Don’t go overboard. Don’t forget to write. Don’t stress out. Don’t stay up too late. These commands have an authoritative ring, but on further examination, they’re also loving expressions of care and concern. A reference to “overboard” first brings to mind a boat or ship. I also link it strongly to my youth and early adult life as a warning to not max out Nana’s charge plate at Filene’s and also as a compliment on one’s successful hosting of a social event. And these many years later, I still associate the “overboard” term with caution and congratulations.
It’s also framing a new definition for me, one that might go back to its original of “man overboard” and SOS requiring immediate attention. When that was yelled out shipboard, all came to the rescue, save for the pilot and first mate. A unified effort was made to save the soul who went overboard and to bring him back to safety.

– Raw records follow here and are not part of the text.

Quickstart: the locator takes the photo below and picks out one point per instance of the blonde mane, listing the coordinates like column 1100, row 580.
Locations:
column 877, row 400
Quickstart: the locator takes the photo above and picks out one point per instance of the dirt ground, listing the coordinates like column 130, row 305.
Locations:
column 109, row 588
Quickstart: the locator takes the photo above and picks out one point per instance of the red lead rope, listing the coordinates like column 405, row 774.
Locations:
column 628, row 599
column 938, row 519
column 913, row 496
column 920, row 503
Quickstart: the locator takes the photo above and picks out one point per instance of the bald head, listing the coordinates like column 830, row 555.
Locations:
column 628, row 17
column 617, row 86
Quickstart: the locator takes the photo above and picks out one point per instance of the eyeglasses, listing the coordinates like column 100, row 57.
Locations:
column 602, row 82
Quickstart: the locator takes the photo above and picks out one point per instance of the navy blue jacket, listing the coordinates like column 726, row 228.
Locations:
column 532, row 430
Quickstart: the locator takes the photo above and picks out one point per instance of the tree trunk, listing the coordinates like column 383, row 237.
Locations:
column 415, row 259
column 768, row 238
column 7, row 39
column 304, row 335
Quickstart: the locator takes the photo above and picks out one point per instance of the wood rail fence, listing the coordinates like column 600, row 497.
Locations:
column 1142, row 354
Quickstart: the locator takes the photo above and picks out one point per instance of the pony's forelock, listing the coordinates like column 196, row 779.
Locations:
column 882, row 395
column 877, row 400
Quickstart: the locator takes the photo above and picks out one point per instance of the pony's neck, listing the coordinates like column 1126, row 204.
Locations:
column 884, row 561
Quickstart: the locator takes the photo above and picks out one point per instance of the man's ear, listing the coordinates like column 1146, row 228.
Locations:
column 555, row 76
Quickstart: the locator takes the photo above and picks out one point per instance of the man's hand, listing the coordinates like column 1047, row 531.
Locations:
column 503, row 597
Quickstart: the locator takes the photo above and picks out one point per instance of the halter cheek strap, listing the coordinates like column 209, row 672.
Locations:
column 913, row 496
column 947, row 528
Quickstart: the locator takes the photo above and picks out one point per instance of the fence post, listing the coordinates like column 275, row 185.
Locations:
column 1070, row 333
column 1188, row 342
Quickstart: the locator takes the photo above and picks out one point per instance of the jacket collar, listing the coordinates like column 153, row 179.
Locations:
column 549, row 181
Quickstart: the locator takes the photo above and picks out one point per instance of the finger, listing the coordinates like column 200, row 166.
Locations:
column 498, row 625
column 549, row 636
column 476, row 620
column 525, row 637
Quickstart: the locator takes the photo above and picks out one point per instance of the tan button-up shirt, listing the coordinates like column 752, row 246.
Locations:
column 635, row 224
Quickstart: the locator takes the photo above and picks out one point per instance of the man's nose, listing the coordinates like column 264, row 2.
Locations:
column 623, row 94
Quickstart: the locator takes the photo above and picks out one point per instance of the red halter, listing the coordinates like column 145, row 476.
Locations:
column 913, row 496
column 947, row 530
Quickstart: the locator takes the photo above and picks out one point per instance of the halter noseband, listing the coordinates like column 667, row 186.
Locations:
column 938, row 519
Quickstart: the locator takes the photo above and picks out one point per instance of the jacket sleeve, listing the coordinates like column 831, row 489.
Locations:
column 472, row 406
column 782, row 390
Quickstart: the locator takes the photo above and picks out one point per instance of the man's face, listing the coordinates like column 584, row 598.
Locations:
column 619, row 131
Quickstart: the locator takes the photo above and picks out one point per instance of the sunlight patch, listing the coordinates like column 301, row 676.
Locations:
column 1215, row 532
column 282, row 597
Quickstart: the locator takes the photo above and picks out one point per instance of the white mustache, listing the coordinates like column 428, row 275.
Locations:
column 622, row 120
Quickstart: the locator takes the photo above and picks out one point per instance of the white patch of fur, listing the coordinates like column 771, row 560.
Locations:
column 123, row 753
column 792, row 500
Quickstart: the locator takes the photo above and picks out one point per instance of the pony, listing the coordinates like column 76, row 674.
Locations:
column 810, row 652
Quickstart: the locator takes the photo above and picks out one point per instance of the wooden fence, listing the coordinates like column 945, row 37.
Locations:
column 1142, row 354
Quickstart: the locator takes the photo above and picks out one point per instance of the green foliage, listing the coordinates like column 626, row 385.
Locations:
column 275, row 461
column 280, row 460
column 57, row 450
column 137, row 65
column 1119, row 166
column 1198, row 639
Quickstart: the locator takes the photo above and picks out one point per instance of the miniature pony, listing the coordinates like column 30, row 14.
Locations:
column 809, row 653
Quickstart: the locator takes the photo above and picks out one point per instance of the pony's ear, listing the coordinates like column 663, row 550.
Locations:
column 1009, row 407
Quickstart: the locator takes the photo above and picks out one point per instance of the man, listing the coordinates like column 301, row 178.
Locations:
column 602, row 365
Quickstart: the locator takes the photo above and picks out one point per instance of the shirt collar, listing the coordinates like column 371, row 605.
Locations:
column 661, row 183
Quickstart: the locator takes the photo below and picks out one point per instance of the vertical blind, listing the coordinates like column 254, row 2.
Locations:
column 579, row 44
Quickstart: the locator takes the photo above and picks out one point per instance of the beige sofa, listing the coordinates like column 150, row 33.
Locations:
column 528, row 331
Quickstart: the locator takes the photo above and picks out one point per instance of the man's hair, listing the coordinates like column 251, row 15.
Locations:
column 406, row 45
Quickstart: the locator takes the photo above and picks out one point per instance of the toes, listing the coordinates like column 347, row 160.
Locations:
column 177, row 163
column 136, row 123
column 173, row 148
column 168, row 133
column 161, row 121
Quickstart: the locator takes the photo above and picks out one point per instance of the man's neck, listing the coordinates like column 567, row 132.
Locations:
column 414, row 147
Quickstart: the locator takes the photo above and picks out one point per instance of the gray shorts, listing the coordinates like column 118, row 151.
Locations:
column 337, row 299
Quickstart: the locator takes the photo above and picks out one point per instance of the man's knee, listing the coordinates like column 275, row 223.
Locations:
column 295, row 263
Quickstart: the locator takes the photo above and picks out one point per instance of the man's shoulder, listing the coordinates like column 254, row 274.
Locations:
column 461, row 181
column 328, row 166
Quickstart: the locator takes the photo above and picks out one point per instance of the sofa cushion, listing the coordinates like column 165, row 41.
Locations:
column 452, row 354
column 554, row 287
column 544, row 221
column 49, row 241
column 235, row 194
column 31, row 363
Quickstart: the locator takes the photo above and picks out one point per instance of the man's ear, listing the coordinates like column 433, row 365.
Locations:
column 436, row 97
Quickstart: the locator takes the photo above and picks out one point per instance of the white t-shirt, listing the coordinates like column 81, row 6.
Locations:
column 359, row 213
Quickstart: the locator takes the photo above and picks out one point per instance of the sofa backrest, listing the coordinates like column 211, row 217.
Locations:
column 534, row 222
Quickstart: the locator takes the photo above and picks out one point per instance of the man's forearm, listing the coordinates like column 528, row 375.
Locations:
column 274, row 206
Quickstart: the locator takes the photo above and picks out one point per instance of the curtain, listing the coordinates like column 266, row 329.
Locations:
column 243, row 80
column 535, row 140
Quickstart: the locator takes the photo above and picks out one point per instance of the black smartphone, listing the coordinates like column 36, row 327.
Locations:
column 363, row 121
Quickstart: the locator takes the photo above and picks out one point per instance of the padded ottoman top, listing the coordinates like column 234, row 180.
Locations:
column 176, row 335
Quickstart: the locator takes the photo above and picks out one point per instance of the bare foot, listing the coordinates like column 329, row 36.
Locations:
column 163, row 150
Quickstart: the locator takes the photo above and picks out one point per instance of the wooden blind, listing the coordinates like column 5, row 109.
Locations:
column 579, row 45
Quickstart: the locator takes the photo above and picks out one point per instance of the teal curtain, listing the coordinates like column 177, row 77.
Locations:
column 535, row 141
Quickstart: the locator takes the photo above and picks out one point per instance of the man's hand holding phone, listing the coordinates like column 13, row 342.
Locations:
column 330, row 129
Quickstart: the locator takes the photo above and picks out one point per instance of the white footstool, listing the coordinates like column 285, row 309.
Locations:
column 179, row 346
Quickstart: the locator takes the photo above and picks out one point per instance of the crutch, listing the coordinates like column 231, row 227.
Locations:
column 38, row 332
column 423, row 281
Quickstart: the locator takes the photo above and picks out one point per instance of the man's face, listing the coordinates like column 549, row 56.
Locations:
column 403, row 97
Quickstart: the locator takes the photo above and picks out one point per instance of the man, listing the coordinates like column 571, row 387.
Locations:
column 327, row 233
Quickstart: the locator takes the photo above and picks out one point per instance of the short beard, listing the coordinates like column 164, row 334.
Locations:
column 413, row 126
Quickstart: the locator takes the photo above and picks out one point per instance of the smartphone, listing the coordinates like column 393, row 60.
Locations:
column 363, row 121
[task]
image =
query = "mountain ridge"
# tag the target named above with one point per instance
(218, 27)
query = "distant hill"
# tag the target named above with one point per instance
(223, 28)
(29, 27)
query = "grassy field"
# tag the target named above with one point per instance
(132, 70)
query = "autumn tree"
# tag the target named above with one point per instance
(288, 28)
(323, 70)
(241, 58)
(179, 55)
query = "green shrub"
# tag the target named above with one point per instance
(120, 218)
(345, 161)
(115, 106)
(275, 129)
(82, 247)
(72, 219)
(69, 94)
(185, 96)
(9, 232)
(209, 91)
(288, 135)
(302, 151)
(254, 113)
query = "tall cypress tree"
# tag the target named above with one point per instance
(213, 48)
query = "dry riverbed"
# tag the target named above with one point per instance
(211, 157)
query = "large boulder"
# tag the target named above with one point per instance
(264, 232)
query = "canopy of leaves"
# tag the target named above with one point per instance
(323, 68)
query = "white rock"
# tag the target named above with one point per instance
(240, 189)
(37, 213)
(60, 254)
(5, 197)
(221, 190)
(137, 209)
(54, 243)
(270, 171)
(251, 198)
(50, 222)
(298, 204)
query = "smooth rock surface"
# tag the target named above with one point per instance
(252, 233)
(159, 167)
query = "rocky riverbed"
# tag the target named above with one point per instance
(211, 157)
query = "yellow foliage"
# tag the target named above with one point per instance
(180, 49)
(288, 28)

Today, the whole world seems to be going overboard. The COVID-19 virus is upending communities, routines, food supply, family time, election campaigning, medical service, and so on.
Thankfully and gratefully, there are those on deck to help the ones who are drowning in these sea changes. However, travel plans, wedding plans, plans to give birth, plans to go (back) to school…are all held in limbo, because this insidious health crisis has no readily identifiable source and no concrete endpoint.
And so we distance and lose physical touch with most of the world. And we’re left to ponder, in our isolation, things that six months ago were unthinkable: closure of cities, borders, shops, churches… Now we’re all tenuously hanging on to one another by the thin string of the wireless network.
And thank God for it, because it’s a tremendously helpful way to keep in touch, to order necessities and non-essential feel-good items. The deliveries break up the day. And give a slight break to our collective isolation, as oxymoronic as that may sound.
My worry is for those who live alone and have no routine, little intellectual curiously, are bereft of pets, hobbies or spiritual life. For them, the days are long and empty and have no end in sight.
Maybe this is a reset button for civilization to live up to its name and become more civil with one another. We have to create new life lines for those among us who’ve lost their “sea-legs” and find themselves slipping to the edge of the deck, in danger of going overboard. In saving them, we also strengthen ourselves.